Now that most gold is traded in paper form, using highly liquid ETFs, the same deleveraging which has decimated share prices has affected gold as well. So whereas it used to act as a safe haven in traumatic financial times, it's now been distorted.
Some people think the underlying financial chaos -- which hasn't gone away, it's just been temporarily glossed over with a coat of taxpayer's money -- will still result in gold breaking out as a store of wealth. And as this is probably the worst financial mess in human history, gold ought to respond very well. It can't be printed, and the energy required to dig it out of the ground ensures it always has value even if its shiny yellow immutability doesn't.

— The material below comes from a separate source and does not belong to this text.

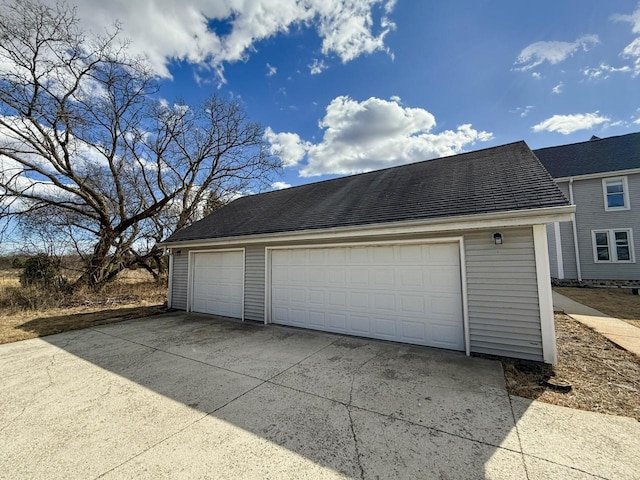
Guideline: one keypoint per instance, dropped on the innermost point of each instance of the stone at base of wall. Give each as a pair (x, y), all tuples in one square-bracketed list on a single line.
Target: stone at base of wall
[(595, 283)]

But while all that may be true, all the rules have been torn up recently and it's a brave person who bets on anything other than the value of their own labour (the only genuinely reliable source of personal wealth). I'm not selling the small amount of precious metals I own because it's insurance against the financial sky falling... and it still might. But if you like a bit of a gamble, selling half now and keeping half back might not be a bad idea.
Andrew McP
PS Oil supplies are depleting at about 9% a year. The current financial mess is hiding a rapidly approaching a supply/demand energy crunch. Goldman Sachs won't be far wrong by the end of next year (which I think was their original projection) IMO. If you do sell the gold, buy oil shares/ETFs.